Regia di Fritz Lang vedi scheda film
Negli anni '30, in occasione dell'offensiva totalitaria scatenata in buona parte dell'occidente, vennero rispolverate le teorie di Gabriel Tarde sul comportamento delle masse e sulle cosiddette leggi dell'imitazione. È su queste che sembra fondarsi lo splendido film di Fritz Lang, ebreo e austriaco costretto all'espatrio, che con Furia - suo primo lungometraggio girato oltreoceano - prova a immaginare cosa sarebbe potuto accadere se anche il popolo americano fosse stato contagiato dal virus della caccia all'untore, culminato in un linciaggio di massa. Lo fa attaverso la storia di un uomo esemplare (Tracy), finito in gattabuia per un disguido, alla quale la folla inferocita attribuisce il rapimento di una bambina.
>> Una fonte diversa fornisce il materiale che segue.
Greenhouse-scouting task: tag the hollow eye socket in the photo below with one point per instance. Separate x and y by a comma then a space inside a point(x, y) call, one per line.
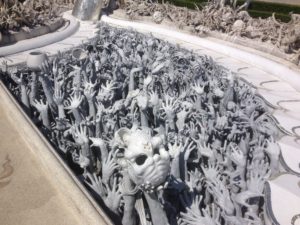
point(140, 160)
L'uomo si salva miracolosamente dal linciaggio, viene creduto morto e, alla maniera di Montecristo, medita una vendetta. Finale degno di Frank Capra.
Con un plot narrativo d'alta scuola, una capacità invidiabile di creare una climax che si carica di suspense a mano a mano che il film procede e una tenuta ferrea in chiave di sceneggiatura, Furia confermò al pubblico americano le eccezionali doti d'autore di Lang, che di lì a poco avrebbe firmato capolavori come Duello mortale, La donna del ritratto e La strada scarlatta.